Crude: (adj) lacking culture, refinement, tact
The reason the Golden Rule is so glimmering is that it involves us in each situation by requesting that we consider how we would feel if we were placed in the dilemma. Of course, you don’t have to do that.
No one is being executed for breaking the Golden Rule.
(Dare I say, there are some folks who would applaud you for ignoring it.)
But it reminds me of when I was a teenager in search of adventure in a community that may once have been a one-horse town but ended up selling the nag.
I usually got the car on Saturday nights.
Gasoline was cheap. So I drove around for a long time until I picked up a friend or two. Then we went out and tried to get in just enough trouble that we could escape at the last moment, giving us the exhilaration of danger without the repercussions.
There was a lake right outside the town. I discovered a small, unpaved road that went right alongside the bank of this body of water for about a mile—with bumps, foliage and a sense of “what’s going to happen next?” in every direction.
The road was precarious and scary
After a mile it opened up to gravel, climbing an embankment and placed me onto a well-traveled highway.

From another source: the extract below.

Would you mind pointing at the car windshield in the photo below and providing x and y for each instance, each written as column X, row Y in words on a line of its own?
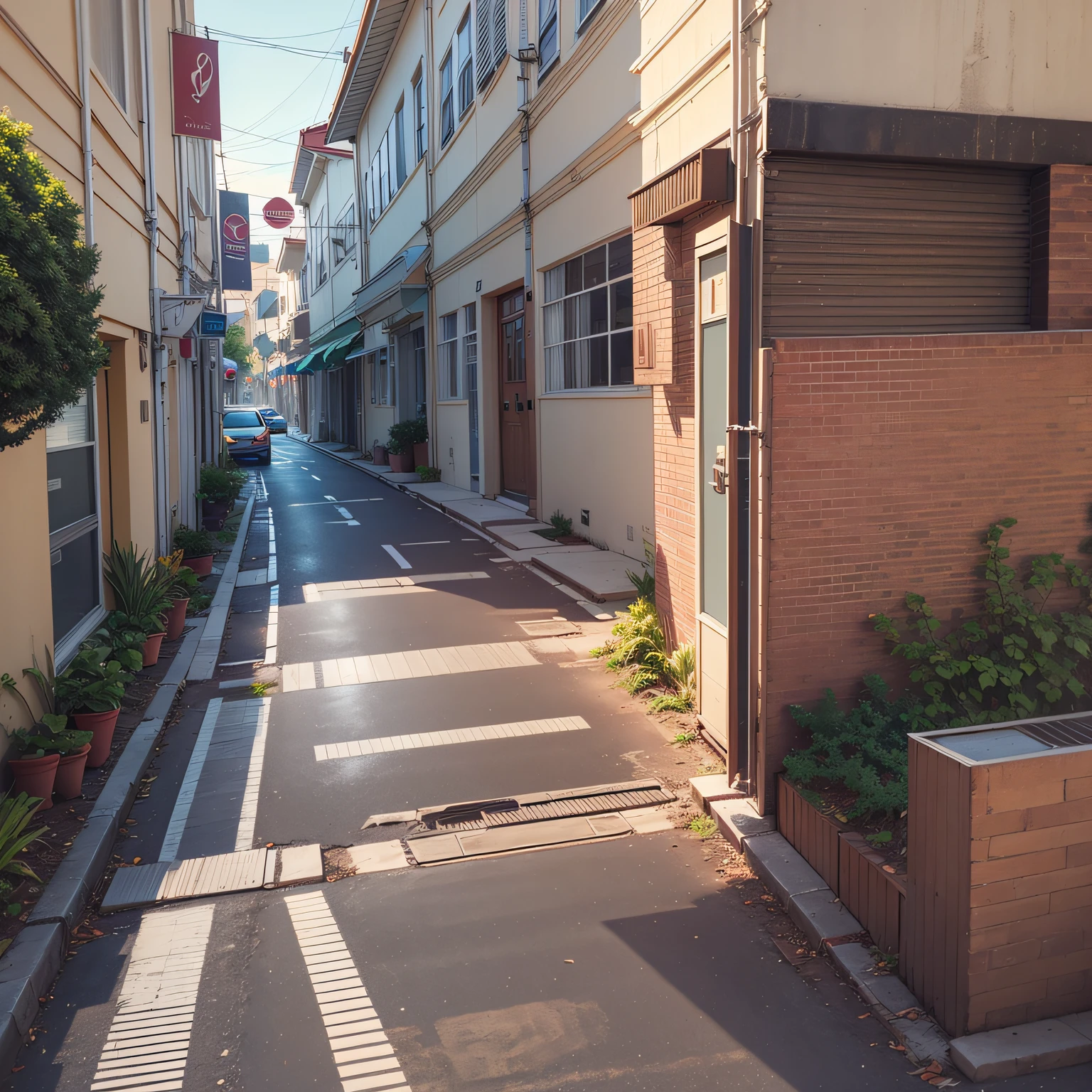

We were so thrilled with our adventure that night, we decided to bring along a couple of girls the next Saturday night and do it again. Being adolescents and not having well-formed brains, we failed to recognize the ramifications of the huge rainstorm that occurred in the middle of the week.
So on Saturday night, all four of us, in my Impala, headed down toward this deserted path, only to discover that once we were about a quarter of a mile into the excursion, the region that had once been bumpy, with holes, was now flooded.

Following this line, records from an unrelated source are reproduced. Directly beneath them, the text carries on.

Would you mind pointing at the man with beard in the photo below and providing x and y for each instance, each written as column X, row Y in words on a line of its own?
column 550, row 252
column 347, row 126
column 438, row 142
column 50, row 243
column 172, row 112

There was no way to back up, so stupidly, I decided to go forward into the watery muck.
And, you guessed it—got stuck.
This incident happened long before Triple A and cell phones existed. We realized that unless somebody was going to walk back to civilization, which was about five miles, we were going to have to get out of this predicament on our own. (This included the young ladies who had come along for a lark, and now were on the deck of the Titanic.)
It took an hour of pushing, rocking, splashing, our clothes completely mud-splattered, to get free, but finally we escaped and were safely on the highway again.
It was crude.
For you see, crude is often that pursuit of adventure or comedy that soon must go too far to provide entertainment.
Crude is failing to use your sensibility and sensitivity to provide a safe haven for your friends to come and enjoy your fellowship.
Crude is forgetting the better parts of being a human and settling for jungle fever.
Crude is when, for some reason or another, we just decide to be a rude dude.